Helen Money and Will Thomas are masters of invoking emotional atmospheres. Their music paints in vibrant hues with outlines blurred, often using dense layers of processed instruments and textural ambience as a backdrop for harmonic tension and melodies. Trace is thrillingly cinematic. Each piece tells a compelling story through ratcheting suspense, twisting shifts, unfurling arcs, and blissful repose. “I don’t compose with a storyline in mind,” says Chesley. “I search for a feeling – a sound. It’s often not until the very end of the process that I realize what I was trying to express.” Chesley’s cello and Thomas’s synthesized textures converse with one another with a sense of curiosity. They each use their highly developed means of conveying emotion through sound and their collaborative natures to accentuate the emotional arc of the compositions. After years supplementing each other’s music and the long isolation of lockdowns, their collaboration’s conversational approach is rich with the electricity of old friends reconnecting. Chesley notes, “I was feeling grateful to be able to do this with someone I had worked with for so long – to be in the studio together again.”
Trace is a masterclass in sound design. Chesley’s formidable skill as a cellist and composer ground the compositions with rich organic sounds of cello and bow. Thomas’s equally deft hand manipulated electronics, keyboards create potent frameworks that bolster the sense of mystery and searching across the album. “Thieves” applies a jittering rhythmic pulse and sampled cello harmonics that tug forward anxiously before distorted cello thrusts transform the piece into something more resolute. The duo of “Half Asleep” and “Half Awake” act as companion pieces, using lush arrangements of cello and piano, each intoning atop steady chordal figures that sound distant and familiar, like meeting a friend in a dream. Chesley and Thomas pursue harmony and discord in equal measure. A thrum of foreboding blurs the lines between their instruments on “Boulevard in Silence,” which embodies wisps of shadow and the cowl of nightfall. Industrial crashes and obliterated bass textures subsume “Tilt” and the gorgeous timbres of “Glass Shattered” swim in waves of dissonance without resolution. “Trace” moves from gentle nudges to a hypnotic thump as the piece grows more rhythmically and sonically dense; each deviation rewarding with unexpected textures and sounds.

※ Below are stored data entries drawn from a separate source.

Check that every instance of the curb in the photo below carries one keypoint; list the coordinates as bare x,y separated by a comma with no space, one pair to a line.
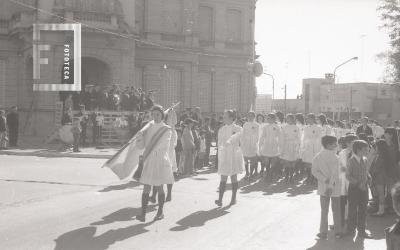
56,154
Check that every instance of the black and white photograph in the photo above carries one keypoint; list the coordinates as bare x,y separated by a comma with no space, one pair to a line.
199,125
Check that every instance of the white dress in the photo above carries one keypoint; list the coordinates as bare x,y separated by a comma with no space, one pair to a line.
230,156
249,139
171,151
311,142
269,141
157,169
290,143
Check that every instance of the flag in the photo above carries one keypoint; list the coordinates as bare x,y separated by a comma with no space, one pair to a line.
126,160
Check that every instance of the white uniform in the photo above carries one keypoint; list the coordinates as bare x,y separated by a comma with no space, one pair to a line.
311,142
290,143
157,169
230,156
343,157
171,151
269,141
249,139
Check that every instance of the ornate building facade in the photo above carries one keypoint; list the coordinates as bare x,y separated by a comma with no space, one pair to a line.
193,51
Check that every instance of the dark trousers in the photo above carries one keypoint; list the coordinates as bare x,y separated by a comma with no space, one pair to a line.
343,203
358,200
324,201
83,134
96,137
13,137
207,157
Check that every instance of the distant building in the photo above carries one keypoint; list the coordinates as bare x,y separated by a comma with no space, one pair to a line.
292,105
263,103
352,100
193,51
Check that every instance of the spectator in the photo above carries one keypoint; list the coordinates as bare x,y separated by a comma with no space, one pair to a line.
393,233
3,130
13,126
83,118
188,146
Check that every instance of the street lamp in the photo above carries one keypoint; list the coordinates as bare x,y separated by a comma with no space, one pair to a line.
347,61
273,88
334,82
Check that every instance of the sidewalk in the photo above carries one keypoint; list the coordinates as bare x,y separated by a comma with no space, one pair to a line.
35,146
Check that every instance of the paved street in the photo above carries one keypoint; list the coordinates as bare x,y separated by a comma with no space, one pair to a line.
69,203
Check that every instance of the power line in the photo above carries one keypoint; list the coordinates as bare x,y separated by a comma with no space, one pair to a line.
131,37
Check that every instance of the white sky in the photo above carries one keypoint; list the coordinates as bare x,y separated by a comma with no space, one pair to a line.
307,38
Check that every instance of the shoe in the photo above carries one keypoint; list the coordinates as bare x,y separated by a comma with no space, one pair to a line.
159,217
141,218
364,235
378,214
322,236
349,233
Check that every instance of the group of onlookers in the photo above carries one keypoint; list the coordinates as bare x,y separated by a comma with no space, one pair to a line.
9,125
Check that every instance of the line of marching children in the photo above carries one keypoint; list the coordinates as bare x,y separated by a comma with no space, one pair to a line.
345,162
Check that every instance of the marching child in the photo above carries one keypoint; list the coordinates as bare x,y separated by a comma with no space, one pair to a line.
3,130
290,146
344,156
357,174
325,168
249,143
311,144
269,146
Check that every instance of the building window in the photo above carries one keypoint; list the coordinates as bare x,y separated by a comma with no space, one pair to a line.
170,86
2,83
232,85
172,16
206,24
205,91
234,26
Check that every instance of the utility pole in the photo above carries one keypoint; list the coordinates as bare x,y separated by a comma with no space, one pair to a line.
285,99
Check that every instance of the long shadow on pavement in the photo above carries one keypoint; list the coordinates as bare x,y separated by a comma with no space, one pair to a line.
124,214
85,239
375,225
199,218
276,187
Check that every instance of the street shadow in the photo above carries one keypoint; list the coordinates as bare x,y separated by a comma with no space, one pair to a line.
377,225
199,218
342,244
124,214
129,185
85,239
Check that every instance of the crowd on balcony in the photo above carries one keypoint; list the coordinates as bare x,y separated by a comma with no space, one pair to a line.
98,97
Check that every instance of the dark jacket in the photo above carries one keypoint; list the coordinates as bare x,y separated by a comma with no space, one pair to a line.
3,124
13,121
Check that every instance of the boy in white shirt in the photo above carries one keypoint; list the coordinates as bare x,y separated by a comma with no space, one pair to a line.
269,146
325,168
249,143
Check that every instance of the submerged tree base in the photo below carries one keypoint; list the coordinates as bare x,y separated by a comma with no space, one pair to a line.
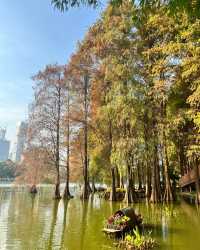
136,241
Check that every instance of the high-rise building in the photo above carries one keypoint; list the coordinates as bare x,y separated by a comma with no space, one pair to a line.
19,143
4,145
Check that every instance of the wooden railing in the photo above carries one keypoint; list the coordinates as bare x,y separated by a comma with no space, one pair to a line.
188,178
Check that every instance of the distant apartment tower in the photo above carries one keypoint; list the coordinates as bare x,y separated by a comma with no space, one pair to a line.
4,145
19,143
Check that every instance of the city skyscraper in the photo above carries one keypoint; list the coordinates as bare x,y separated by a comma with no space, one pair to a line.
4,145
18,144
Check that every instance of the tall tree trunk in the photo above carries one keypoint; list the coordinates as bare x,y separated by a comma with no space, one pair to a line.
130,192
113,196
117,177
148,181
93,185
67,194
155,194
147,158
121,181
57,188
139,177
85,171
168,194
197,181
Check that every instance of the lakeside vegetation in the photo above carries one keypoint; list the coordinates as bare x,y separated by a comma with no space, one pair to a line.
125,109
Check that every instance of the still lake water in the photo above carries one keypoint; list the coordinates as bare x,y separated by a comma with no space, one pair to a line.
38,222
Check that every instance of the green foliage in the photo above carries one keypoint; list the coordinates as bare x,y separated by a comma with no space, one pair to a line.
136,241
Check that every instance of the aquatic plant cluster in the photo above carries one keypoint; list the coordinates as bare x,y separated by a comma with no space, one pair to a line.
118,222
136,241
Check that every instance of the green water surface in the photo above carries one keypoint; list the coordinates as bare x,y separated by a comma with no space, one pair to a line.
39,222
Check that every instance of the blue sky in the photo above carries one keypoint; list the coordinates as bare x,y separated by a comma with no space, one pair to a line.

Chesley and Thomas’s unique voices as composers remain discernable and present throughout the album, but Trace is a celebration of connection of collaboration with an acute sense of details and the power they convey. On Trace, the duo utilize timbre, tone and dynamics as essential tools in crafting stunning emotive narratives. Together, the duo wield sound with inquisitive aplomb, burrowing into each other’s sonic aesthetics and unearthing irrefutable beauty.